Fedimint doesn't explicitly have to be a "bank", although, admittedly, that's been a advertised use case from louder voices than mine own.
Laying out an example:
I'm visiting LA. I somewhat know people in the area, maybe I'm visiting them. There's a smaller network of merchants that participate in a fedimint. Similar to handling cash, they don't keep large amounts in the drawer (in the fedimint). Just enough to do business of the day. When i arrive, I can peg-in (on-chain or with LN) to the fedimint and now have ecash to spend. Each merchant and myself don't have to mange LN nodes and the complexity inherent to it.
Another:
Remove the ecash/BTC/LN modules and insert a password manger or any other arbitrary data. Since the data is validated via consensus among fedimint nodes, the risk and access is distributed. It enables the syncing and validity across disaggregate nodes.
I personally would love to auto-sync my bitwarden instance between home and office servers. I understand there are solutions to that with some automation, but fedimint could offer this out of the box for the less technically inclined.
Myriad of solutions and fedimint could be one. Definitely not the end all be all, but i have to pick something to focus on with my limited time. 🫠
What amount of BTC do you consider payments?
In third world countries what you use for payments could be someones life savings?
This is not a BTC specific issue. Using a 100 dollar bill for payments is the same thing.
Exactly my original point. You, a technically competent fedimint enthusiast, don't see any problems because you can deposit onchain or over ln, do your business and get out, doesn't matter who the custodian is because most of your meaningful transactions happen non-custodially.
As we've already agreed, some form of custody will be necessary for most people in thw future (impossible for billions of people to own their own utxos).

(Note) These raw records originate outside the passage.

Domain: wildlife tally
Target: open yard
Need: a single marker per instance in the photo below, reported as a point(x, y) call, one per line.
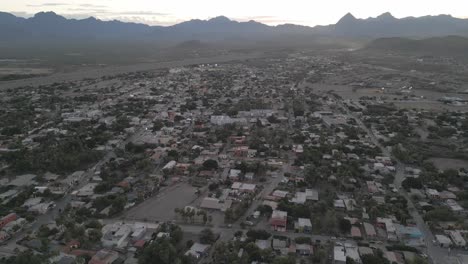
point(161, 207)
point(444, 163)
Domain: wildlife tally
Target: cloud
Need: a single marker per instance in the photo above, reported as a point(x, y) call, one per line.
point(92, 6)
point(49, 4)
point(269, 20)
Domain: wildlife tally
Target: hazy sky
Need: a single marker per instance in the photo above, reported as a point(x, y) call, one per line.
point(167, 12)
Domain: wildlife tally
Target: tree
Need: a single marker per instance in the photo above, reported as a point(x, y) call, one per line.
point(412, 183)
point(161, 251)
point(94, 235)
point(207, 236)
point(285, 260)
point(374, 259)
point(26, 257)
point(210, 164)
point(345, 225)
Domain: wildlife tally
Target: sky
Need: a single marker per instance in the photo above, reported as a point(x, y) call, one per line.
point(271, 12)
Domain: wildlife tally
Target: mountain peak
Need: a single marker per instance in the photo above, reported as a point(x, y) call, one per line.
point(347, 19)
point(48, 15)
point(222, 19)
point(386, 15)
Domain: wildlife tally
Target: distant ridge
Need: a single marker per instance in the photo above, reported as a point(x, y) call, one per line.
point(50, 26)
point(441, 46)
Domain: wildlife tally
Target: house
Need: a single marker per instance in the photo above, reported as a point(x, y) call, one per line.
point(304, 249)
point(279, 244)
point(104, 256)
point(263, 244)
point(279, 194)
point(370, 230)
point(234, 175)
point(432, 193)
point(7, 219)
point(339, 256)
point(278, 220)
point(215, 204)
point(457, 238)
point(454, 206)
point(394, 257)
point(23, 180)
point(197, 250)
point(443, 241)
point(408, 232)
point(303, 225)
point(244, 187)
point(249, 176)
point(339, 204)
point(312, 194)
point(41, 208)
point(356, 232)
point(299, 198)
point(365, 251)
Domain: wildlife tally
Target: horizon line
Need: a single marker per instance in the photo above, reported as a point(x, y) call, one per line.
point(176, 22)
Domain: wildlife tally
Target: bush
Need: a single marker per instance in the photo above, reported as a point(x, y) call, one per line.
point(258, 234)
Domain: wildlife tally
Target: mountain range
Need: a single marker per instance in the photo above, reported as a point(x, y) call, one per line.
point(50, 26)
point(438, 46)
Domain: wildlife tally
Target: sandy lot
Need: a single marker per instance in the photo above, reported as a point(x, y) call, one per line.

Thw question then becomes what does the ideal custodian look like? Is it your uncle Jim and neighbor Johnny or is it a sybill resistant, annonymous, dynamic collection of parties deeply invested in the succees of Bitcoin as a money?
Fair point on the technically competent piece but I point back to wifi. That seemed unobtainable to many for a number of years and is now ubiquitous. You now longer have to get some external card to slide into a slot on your laptop to get wifi. It just works ™️
You point presupposes that humans won’t learn and adapt to using new technology over time. I disagree. The motivation to learn the tech or to abstract the tech to simpler UX exists and grows with time.

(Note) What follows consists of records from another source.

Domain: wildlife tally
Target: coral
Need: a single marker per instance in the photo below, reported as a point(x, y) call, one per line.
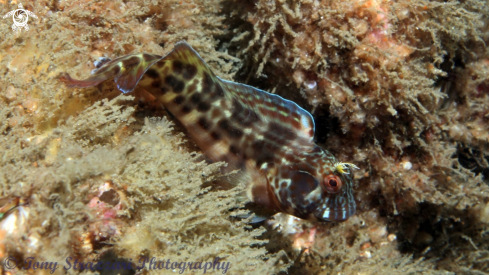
point(97, 173)
point(399, 88)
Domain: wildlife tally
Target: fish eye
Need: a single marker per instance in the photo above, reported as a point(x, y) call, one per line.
point(332, 184)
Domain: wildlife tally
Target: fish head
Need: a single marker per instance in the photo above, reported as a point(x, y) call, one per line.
point(317, 189)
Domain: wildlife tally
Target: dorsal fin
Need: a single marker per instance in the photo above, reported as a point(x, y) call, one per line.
point(274, 107)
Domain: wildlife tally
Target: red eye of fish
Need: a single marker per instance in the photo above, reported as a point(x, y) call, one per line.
point(332, 184)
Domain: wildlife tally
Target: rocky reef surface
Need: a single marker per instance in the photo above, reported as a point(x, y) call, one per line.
point(399, 88)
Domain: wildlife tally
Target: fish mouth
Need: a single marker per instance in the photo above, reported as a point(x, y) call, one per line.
point(332, 215)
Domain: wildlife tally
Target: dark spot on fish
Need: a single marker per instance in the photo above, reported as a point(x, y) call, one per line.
point(238, 110)
point(215, 113)
point(116, 69)
point(203, 107)
point(177, 66)
point(219, 91)
point(224, 124)
point(131, 62)
point(234, 149)
point(176, 84)
point(263, 152)
point(163, 90)
point(195, 98)
point(215, 136)
point(207, 83)
point(152, 73)
point(203, 123)
point(189, 71)
point(148, 57)
point(192, 88)
point(179, 99)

Look at bitcoin itself. You used to have to run CLI commands to interact with the network. Now…
The more important point, is that not everyone can own a utxo. So custodians will be necessary, not for you, but for small people.
You think they'd be better off keeping their money in the custody of a sister and some neighbors or in the custody of a sybill resistant, annonymous, incentive aligned, Bitcoin miners?